Did our extinct ancestors and cousins show compassion, helping others weakened by injury, illness or old age? Several cases have already been documented among Neanderthals but some anthropologists continued to wonder whether these examples related to circumstances where the attention paid to others was truly selfless, or whether it was motivated by a more selfish sense of reciprocity, in anticipation of possible hard times.

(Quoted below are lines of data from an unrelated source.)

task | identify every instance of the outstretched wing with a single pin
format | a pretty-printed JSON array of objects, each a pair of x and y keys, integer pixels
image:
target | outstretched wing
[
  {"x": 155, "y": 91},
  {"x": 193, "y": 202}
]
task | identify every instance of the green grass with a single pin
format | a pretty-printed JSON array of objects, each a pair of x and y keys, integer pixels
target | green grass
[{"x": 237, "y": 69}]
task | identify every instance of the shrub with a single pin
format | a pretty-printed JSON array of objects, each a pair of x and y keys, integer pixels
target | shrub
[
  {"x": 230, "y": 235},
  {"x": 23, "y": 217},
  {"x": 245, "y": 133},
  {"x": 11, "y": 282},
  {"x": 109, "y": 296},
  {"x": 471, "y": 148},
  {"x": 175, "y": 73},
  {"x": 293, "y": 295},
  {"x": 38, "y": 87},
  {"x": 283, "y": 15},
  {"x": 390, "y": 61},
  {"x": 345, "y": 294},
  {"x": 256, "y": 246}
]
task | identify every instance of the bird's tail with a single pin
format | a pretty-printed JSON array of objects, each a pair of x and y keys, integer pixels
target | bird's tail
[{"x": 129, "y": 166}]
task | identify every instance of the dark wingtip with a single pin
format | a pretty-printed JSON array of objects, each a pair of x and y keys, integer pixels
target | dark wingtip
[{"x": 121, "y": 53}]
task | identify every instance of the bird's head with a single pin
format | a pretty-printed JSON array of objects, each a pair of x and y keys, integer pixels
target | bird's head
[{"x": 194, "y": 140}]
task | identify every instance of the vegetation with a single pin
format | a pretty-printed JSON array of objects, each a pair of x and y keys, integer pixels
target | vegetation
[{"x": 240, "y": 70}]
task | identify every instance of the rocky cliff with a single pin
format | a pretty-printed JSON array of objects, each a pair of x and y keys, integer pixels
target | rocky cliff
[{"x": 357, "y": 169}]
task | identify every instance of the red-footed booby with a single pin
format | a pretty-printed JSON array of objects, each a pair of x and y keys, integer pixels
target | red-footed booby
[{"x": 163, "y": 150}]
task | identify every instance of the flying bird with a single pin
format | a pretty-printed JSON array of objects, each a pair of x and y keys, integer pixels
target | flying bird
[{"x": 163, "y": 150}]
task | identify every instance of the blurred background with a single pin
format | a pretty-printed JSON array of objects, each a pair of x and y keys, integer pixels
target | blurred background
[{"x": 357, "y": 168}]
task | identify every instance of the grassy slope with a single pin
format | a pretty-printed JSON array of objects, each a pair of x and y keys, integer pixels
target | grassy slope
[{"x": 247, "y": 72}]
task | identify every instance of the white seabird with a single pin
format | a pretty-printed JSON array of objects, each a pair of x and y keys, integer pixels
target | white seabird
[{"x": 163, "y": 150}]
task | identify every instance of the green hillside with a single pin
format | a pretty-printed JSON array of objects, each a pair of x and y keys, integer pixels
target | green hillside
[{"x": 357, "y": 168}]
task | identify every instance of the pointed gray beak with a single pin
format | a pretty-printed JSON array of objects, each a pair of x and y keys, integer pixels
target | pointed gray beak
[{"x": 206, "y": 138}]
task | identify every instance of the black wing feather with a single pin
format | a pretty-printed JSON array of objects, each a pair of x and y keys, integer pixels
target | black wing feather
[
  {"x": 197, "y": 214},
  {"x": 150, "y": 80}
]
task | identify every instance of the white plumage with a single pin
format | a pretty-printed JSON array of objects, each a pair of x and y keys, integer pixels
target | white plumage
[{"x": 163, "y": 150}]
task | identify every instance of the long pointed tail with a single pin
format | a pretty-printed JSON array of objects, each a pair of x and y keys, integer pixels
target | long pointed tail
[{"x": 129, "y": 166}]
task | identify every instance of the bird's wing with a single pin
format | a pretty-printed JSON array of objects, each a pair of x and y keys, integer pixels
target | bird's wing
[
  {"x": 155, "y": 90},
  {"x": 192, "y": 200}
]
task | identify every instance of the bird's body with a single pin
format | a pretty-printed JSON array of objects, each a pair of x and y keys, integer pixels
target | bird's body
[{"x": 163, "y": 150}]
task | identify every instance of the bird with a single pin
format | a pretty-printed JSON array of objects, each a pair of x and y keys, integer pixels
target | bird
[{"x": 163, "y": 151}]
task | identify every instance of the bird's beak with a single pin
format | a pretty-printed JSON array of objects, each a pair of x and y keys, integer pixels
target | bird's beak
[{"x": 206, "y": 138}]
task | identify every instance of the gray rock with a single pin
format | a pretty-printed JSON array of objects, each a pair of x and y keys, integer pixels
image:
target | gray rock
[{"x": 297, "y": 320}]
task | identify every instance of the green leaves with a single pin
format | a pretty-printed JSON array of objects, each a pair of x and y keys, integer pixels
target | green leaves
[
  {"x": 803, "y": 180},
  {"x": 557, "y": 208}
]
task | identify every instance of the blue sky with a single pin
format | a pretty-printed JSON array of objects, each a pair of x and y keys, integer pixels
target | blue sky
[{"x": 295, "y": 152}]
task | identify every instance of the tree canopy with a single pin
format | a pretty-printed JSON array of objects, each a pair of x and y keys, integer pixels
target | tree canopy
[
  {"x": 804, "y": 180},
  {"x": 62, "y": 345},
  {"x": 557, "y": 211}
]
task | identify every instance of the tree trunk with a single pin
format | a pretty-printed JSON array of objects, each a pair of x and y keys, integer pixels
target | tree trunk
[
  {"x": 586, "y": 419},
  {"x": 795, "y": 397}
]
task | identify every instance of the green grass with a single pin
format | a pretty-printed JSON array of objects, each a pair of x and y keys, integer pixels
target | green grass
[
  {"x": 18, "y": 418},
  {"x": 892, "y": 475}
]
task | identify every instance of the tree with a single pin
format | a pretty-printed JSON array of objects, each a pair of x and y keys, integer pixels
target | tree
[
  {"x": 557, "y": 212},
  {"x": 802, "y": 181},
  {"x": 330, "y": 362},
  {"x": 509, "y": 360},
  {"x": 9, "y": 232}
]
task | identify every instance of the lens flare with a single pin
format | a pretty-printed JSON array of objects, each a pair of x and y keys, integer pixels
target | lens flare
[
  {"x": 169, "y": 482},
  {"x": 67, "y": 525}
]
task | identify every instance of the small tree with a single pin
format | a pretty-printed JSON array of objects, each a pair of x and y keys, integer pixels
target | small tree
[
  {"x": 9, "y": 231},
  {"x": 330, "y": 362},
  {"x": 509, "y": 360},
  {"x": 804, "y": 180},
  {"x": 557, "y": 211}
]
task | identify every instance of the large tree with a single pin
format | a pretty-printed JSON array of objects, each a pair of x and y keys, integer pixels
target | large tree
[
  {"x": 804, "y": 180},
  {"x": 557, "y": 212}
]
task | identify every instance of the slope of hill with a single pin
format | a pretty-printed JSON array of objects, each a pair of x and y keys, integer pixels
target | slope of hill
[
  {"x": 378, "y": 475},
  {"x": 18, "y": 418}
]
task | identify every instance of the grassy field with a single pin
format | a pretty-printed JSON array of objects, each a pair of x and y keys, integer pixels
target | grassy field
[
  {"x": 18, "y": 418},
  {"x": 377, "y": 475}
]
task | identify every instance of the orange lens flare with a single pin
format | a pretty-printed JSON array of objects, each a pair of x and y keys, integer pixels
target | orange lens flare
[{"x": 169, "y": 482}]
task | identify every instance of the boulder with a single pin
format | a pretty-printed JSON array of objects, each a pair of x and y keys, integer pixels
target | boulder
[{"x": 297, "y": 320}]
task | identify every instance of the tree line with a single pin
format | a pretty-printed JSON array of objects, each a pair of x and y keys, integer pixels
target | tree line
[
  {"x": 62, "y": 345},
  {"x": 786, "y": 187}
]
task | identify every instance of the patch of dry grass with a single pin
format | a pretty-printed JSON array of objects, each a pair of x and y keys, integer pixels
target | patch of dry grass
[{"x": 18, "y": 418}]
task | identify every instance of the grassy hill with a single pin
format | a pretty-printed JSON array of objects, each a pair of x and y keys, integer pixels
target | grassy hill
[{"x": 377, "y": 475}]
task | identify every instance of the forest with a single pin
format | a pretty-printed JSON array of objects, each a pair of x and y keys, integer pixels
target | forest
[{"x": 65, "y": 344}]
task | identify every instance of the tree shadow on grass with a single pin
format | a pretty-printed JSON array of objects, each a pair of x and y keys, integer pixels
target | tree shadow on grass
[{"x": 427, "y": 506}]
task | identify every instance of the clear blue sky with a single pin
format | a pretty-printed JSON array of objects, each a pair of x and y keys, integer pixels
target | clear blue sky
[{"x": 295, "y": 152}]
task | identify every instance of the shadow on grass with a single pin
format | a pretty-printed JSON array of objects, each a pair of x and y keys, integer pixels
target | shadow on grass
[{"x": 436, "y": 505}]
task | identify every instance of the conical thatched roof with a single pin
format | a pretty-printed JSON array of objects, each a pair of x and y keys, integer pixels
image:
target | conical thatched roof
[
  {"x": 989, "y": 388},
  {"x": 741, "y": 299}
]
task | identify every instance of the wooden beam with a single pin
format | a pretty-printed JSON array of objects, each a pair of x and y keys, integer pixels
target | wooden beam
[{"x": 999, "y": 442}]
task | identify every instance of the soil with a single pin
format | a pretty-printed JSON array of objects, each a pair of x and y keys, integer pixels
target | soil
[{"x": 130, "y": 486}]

The Cova Negra cave, near Valencia in Spain, proposes an answer to these questions. It has been excavated since the 1930s, revealing bones attributed to Neanderthals who occupied it between 273,000 and 146,000 years ago. Looking back at faunal remains found on the site in 1989, Mercedes Conde-Valverde (University of Alcala, Madrid) and her colleagues discovered several human bones, including an immature temporal bone, dubbed CN-46700, attributed to a Neanderthal child who would have been just over 6 years old at the time of his death.
Tomographic imaging revealed the structure of the semicircular canals that make up the inner ear. One of these canals was abnormally shaped. This pathology was most likely associated with trisomy 21, according to the Spanish researchers who believe that the symptoms linked to this malformation would include, "at a minimum, severe hearing loss and markedly reduced sense of balance and equilibrium."
"Thus, the care necessary for their survival over a period of several years likely exceeded the capabilities of the mother and would have required the help of other members of the social group," they wrote in Science Advances on June 26. Until the 1930s, life expectancy for people with Down syndrome was just 9 years, they pointed out, and 12 in the 1940s, compared with over 60 years today in developed countries.
They added that "the case of the CN-46700 individual is particularly interesting because social care was destined to an immature individual who had no possibility to reciprocate the assistance received." In conclusion, they argued that "the presence of this complex social adaptation in both Neanderthals and our own species suggests a very ancient origin within the genus Homo."
This has been hailed by independent Australian anthropologist Lorna Tilley, who works on the "bioarchaeology of care": "I have no doubt about the provision of social care – and health-related care in particular – in this particular case and in Neanderthal society more generally, as there is plenty of compelling evidence for it."